REPORTAGEM INSTANTÂNEA
Mato alto gera reclamações
de moradores
Área pertencente à prefeitura está servindo de esconderijo para animais peçonhentos

     VOLTA REDONDA - O mato alto, de quase três metros de altura, num terreno localizado na Rua Franklin de Assis Barbosa, Residencial Ipê Amarelo, no bairro Jardim Belvedere, está tirando o sono e o sossego dos moradores. De acordo com os reclamantes, o abandono da prefeitura fez com que a servidão, que passa por trás de várias residências, se transformasse em verdadeiro esconderijo para ratos, aranhas armadeiras, escorpiões, mosquito Aedes Aegypti e até cobras, como as duas Jararacas que foram abatidas há poucos dias pelos moradores.
     A dona-de-casa Cristina Andrade do Nascimento Silva, 34 anos, residente no imóvel 181, conta que o abandono começou desde que a atual administração tomou posse. Há meses seu marido, Helder Reinaldo da Silva, vem protocolando pedidos para corte do mato na servidão, que pertence à prefeitura, mas até agora nada conseguiu. Ela explica que o matagal está incomodando os moradores não só pela invasão dos animais peçonhentos que estão por todos os cantos das residências, mas também por estar atraindo pessoas desconhecidas.

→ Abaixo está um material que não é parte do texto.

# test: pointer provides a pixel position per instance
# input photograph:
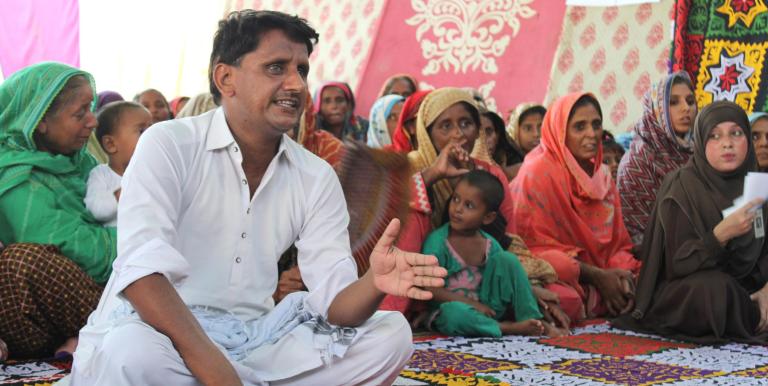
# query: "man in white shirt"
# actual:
(208, 205)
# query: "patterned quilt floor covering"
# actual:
(593, 355)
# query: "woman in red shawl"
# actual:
(662, 144)
(447, 128)
(568, 211)
(404, 138)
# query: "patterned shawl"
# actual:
(513, 126)
(433, 105)
(385, 88)
(401, 140)
(41, 193)
(354, 127)
(378, 133)
(558, 206)
(654, 152)
(319, 142)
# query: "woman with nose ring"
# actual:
(759, 122)
(567, 209)
(451, 144)
(705, 270)
(335, 111)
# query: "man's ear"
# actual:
(109, 145)
(489, 218)
(42, 127)
(223, 78)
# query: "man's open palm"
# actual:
(400, 273)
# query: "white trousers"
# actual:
(136, 354)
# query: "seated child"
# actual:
(487, 292)
(120, 125)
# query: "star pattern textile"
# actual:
(722, 45)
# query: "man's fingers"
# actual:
(418, 294)
(417, 259)
(426, 281)
(387, 239)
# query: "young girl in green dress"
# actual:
(487, 292)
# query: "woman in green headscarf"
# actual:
(57, 254)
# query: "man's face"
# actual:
(270, 82)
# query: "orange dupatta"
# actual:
(558, 206)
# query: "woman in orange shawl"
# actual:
(447, 129)
(568, 211)
(319, 142)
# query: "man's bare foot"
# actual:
(3, 351)
(531, 327)
(68, 347)
(553, 331)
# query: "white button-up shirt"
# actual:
(185, 211)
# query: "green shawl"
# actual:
(41, 194)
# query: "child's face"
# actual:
(529, 132)
(467, 211)
(612, 159)
(130, 125)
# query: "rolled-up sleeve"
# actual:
(324, 254)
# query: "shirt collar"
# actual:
(219, 135)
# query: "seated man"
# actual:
(208, 205)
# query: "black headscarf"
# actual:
(702, 193)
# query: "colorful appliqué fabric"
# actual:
(722, 45)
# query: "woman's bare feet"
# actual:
(68, 347)
(553, 331)
(3, 351)
(533, 327)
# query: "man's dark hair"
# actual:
(489, 186)
(109, 117)
(240, 32)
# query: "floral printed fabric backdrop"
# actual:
(484, 44)
(723, 44)
(504, 49)
(616, 53)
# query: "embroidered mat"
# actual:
(43, 372)
(593, 355)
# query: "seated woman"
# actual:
(385, 113)
(447, 129)
(400, 84)
(704, 276)
(661, 145)
(335, 111)
(56, 252)
(404, 138)
(567, 209)
(759, 123)
(156, 103)
(498, 144)
(524, 128)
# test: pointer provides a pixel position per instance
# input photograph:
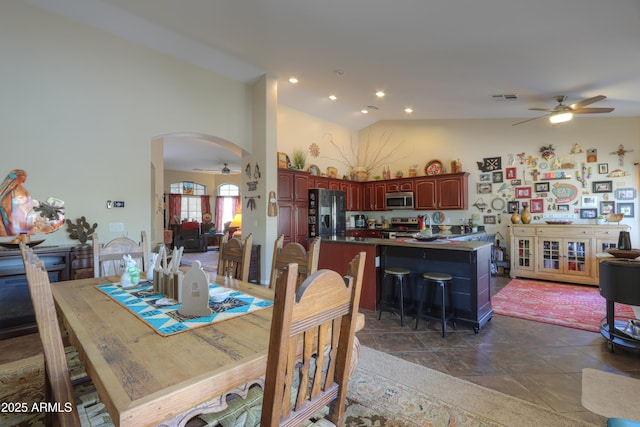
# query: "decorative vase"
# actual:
(526, 215)
(515, 218)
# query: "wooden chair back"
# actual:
(58, 387)
(318, 321)
(107, 259)
(234, 257)
(294, 252)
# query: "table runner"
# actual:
(166, 320)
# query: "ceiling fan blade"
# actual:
(587, 101)
(592, 110)
(542, 109)
(528, 120)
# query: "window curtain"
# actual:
(175, 207)
(220, 210)
(205, 204)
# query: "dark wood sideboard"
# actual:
(16, 312)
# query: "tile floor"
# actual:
(533, 361)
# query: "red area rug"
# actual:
(574, 306)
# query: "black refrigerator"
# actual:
(327, 215)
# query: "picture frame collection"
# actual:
(599, 199)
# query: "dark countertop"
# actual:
(445, 242)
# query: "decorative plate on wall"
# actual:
(439, 218)
(314, 170)
(434, 167)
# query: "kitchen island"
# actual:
(468, 261)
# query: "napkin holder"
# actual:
(195, 293)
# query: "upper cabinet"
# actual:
(442, 192)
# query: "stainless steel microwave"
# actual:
(403, 200)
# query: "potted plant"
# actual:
(299, 159)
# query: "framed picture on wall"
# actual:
(602, 186)
(541, 187)
(607, 206)
(523, 193)
(537, 205)
(626, 209)
(588, 213)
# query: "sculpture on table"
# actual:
(131, 275)
(20, 214)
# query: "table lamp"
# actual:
(236, 224)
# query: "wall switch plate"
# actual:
(116, 227)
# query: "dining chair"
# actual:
(77, 405)
(234, 257)
(311, 353)
(294, 252)
(319, 317)
(107, 259)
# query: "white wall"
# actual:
(472, 140)
(81, 107)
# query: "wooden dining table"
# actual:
(146, 379)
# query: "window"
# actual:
(191, 206)
(228, 196)
(188, 188)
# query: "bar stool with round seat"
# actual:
(427, 293)
(395, 278)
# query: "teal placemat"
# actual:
(166, 320)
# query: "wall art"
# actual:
(607, 206)
(602, 186)
(588, 213)
(537, 206)
(625, 193)
(626, 209)
(489, 164)
(542, 187)
(484, 188)
(523, 193)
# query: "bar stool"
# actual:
(427, 293)
(394, 277)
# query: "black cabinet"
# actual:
(471, 271)
(16, 312)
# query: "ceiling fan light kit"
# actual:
(563, 113)
(560, 118)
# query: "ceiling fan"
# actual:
(562, 113)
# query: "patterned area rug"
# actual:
(574, 306)
(22, 383)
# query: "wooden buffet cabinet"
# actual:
(565, 253)
(447, 191)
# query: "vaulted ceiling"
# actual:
(445, 59)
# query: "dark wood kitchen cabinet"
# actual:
(447, 192)
(373, 196)
(293, 206)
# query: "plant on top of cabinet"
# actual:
(362, 159)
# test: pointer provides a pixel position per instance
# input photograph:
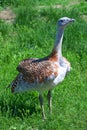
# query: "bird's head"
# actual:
(62, 22)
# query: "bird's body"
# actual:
(44, 74)
(40, 74)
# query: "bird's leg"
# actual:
(49, 97)
(42, 106)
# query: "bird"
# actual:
(44, 73)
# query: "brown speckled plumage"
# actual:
(44, 74)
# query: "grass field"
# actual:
(32, 34)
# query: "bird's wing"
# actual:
(37, 70)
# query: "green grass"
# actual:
(33, 35)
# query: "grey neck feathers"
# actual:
(58, 42)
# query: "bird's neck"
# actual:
(57, 50)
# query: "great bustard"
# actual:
(44, 74)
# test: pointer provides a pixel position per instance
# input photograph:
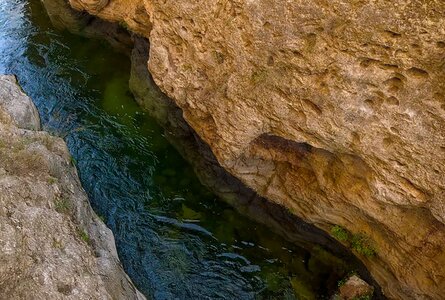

     A moradora diz que quando o terreno era limpo com freqüência o bairro era tranqüilo, mas de uns meses para cá começou a ficar violento. “Os desconhecidos estão se escondendo no mato para invadir nossas casas para roubar. Esperam a gente sair para levar nossos objetos. Há poucos dias levaram da minha casa uma bicicleta e da vizinha, uma máquina de cortar grama. É um abandono total. O governo anterior não dava tanto trabalho para a gente. Todas as vezes que solicitávamos ele nos atendia”, critica a dona-de-casa, ressaltando que depois de tantas cobranças, há poucos dias apareceu no local um funcionário da Zoonoses. “Pensamos que ele veio para solucionar o problema, mas nos enganamos. Ele só pegou a cobra que havíamos matado e guardado e desapareceu”, completa.
     Os moradores contam que todas a vezes que aparece um funcionário da prefeitura para cortar a grama das calçadas eles perguntam se foram limpar a servidão, mas são informados que não. Eles aproveitam ainda para saber dos trabalhadores se a área fosse particular se a prefeitura aplicaria multa, mas como não é, o que será feito. “Com certeza, se o terreno fosse particular a multa já teria sido aplicada, mas como não é, vai-se enrolando. Enquanto isso nossos impostos vão sendo pagos corretamente e nossos direitos são ignorados”, concluiu a moradora.